[Rdkit-devel] some nice performance improvements
Open-Source Cheminformatics and Machine Learning
Brought to you by:
glandrum
|
From: Greg L. <gre...@gm...> - 2012-06-29 05:24:56
|
Dear all, I've been making some changes to the SMILES canonicalization code (more on this later) that have also led to some nice (IMO) performance improvements. Here are the numbers. My usual benchmarking operations (http://code.google.com/p/rdkit/wiki/Benchmarking) don't really help here: 1000 molecules just aren't enough to see reliable differences. Here I'm using 25K molecules from the ZINC ZNP subset (http://zinc.docking.org/subsets/znp). This is a nice test set since the molecules are of reasonable size and contain plenty of stereochemistry (double bonds with stereochemistry and chiral centers). My tests were: build1: generate molecules from the sdf smiles1: generate canonical smiles smiles2: generate non-canonical smiles build2: generate molecules from the smiles build3: generate molecules from the smiles without stereochemistry cleanup build4: generate molecules from the smiles with very minimal sanitization (just UpdatePropertyCache() and FastFindRings()) Here's the timing information comparing the new code (still on a branch) with a couple of previous releases, run on my linux box.
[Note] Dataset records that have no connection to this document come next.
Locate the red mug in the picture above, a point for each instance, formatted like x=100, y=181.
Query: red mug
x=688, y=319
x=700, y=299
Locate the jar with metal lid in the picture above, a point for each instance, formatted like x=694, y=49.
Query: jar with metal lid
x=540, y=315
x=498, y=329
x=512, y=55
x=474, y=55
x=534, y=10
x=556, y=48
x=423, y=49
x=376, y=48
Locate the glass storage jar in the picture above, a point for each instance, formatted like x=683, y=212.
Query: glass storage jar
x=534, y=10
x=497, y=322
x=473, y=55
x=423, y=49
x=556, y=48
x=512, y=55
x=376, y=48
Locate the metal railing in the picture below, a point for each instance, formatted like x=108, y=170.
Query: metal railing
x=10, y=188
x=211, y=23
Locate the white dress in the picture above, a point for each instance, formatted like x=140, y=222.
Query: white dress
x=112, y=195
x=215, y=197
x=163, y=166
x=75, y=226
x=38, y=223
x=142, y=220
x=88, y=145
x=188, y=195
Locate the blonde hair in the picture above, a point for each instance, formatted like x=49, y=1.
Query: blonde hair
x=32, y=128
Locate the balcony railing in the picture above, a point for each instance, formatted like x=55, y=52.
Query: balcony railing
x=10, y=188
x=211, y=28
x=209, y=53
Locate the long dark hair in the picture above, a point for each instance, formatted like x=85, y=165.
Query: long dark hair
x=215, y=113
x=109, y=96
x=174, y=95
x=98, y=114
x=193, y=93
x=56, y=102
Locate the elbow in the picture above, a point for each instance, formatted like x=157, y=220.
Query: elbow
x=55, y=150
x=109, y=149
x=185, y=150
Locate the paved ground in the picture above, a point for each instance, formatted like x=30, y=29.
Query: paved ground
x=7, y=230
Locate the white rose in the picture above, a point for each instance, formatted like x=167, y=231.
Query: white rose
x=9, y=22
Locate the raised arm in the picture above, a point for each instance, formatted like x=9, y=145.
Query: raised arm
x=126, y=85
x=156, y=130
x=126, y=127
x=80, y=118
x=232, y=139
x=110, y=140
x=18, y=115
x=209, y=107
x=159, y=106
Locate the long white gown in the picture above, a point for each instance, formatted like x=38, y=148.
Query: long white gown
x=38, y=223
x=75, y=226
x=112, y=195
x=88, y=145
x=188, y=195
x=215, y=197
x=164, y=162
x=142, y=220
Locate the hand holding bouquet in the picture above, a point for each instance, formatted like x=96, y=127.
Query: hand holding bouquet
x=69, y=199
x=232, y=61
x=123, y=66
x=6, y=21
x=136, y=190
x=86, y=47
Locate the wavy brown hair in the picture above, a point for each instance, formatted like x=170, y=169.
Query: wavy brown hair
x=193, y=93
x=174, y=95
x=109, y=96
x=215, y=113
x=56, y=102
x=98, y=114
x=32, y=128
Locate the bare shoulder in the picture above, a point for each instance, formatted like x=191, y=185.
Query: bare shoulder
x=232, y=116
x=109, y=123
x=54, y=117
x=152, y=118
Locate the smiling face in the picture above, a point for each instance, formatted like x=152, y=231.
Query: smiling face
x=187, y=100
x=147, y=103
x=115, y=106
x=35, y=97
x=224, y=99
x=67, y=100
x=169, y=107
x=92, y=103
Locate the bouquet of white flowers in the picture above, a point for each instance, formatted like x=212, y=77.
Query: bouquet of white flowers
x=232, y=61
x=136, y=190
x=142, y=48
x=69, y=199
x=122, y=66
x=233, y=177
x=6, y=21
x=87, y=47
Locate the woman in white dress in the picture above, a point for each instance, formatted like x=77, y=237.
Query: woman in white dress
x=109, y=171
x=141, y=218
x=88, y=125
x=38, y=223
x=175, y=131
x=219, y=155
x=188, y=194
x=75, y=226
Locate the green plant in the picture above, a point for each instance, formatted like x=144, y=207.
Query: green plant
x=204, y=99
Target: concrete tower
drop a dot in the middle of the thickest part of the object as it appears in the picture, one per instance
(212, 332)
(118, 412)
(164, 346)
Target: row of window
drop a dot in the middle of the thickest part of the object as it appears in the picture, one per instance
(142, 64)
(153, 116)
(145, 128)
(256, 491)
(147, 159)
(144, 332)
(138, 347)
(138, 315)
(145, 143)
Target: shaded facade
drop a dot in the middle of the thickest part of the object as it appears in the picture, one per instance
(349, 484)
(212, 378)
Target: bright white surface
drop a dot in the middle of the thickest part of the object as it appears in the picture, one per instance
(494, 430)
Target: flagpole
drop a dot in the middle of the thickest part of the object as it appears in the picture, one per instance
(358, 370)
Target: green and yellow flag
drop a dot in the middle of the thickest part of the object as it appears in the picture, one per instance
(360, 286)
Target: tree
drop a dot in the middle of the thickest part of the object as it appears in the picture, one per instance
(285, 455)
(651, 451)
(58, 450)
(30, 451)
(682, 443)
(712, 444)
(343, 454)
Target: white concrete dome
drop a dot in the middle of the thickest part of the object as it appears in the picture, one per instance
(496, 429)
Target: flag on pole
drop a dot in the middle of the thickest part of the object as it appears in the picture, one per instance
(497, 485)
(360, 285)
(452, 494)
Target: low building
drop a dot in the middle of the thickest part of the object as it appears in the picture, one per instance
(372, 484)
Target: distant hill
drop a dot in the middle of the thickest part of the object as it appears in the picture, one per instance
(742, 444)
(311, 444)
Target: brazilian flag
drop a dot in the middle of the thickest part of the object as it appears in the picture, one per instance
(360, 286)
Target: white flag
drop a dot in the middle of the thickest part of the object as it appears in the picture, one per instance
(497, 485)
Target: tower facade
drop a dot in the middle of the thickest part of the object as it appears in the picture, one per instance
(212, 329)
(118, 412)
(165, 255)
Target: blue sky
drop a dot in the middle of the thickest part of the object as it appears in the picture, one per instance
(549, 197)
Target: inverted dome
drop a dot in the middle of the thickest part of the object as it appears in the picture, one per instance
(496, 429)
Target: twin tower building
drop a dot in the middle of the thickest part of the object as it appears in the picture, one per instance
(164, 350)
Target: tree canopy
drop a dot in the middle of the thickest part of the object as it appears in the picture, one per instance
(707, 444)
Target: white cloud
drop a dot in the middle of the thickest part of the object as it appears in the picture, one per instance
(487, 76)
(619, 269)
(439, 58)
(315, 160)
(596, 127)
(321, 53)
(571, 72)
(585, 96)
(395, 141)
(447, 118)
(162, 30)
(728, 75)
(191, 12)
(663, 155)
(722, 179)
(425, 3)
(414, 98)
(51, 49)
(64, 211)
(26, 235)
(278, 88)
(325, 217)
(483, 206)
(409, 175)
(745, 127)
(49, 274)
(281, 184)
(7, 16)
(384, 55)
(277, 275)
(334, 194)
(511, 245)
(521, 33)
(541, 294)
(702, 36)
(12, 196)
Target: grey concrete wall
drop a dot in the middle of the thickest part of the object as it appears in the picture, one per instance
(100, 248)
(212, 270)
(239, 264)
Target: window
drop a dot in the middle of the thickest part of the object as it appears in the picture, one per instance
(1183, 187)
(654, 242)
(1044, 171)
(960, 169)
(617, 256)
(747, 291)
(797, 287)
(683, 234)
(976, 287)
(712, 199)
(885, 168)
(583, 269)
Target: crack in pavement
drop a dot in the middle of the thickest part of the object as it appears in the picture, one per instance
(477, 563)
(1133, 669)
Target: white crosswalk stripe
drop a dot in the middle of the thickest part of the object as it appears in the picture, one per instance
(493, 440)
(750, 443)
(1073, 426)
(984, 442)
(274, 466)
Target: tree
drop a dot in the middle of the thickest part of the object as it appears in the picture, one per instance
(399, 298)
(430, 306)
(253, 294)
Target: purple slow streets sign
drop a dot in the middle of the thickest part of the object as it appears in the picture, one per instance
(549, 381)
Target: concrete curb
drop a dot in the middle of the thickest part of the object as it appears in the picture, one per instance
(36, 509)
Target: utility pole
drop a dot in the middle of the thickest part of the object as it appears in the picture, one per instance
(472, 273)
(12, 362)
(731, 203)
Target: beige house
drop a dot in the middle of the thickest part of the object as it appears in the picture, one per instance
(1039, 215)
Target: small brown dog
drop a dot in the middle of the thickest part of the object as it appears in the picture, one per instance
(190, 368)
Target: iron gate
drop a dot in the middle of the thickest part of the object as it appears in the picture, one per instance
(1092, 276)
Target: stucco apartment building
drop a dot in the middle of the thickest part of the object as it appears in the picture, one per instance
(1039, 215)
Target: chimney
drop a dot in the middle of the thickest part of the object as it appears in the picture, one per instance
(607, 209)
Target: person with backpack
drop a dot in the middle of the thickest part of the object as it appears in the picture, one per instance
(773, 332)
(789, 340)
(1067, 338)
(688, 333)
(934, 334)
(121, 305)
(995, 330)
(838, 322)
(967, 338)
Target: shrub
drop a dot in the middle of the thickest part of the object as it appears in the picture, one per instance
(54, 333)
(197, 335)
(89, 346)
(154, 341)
This looks like crap unless you're using a fixed-width font: | | build1 | smiles1 | smiles2 | build2 | build3 | build4 | | 2011_06_1 | 15.4 | 8.1 | 7.0 | 12.5 | | | | 2012_03_1 | 14.6 | 8.0 | 6.9 | 9.9 | 6.9 | 3.8 | | branch | 14.3 | 5.9 | 4.4 | 9.7 | 6.6 | 3.5 | I'm pretty happy with the progress that's being made here. Canonical SMILES generation is substantially faster than it used to be and the other operations are showing steady improvement. I'll be merging the branch back to the trunk in the next few days. -greg |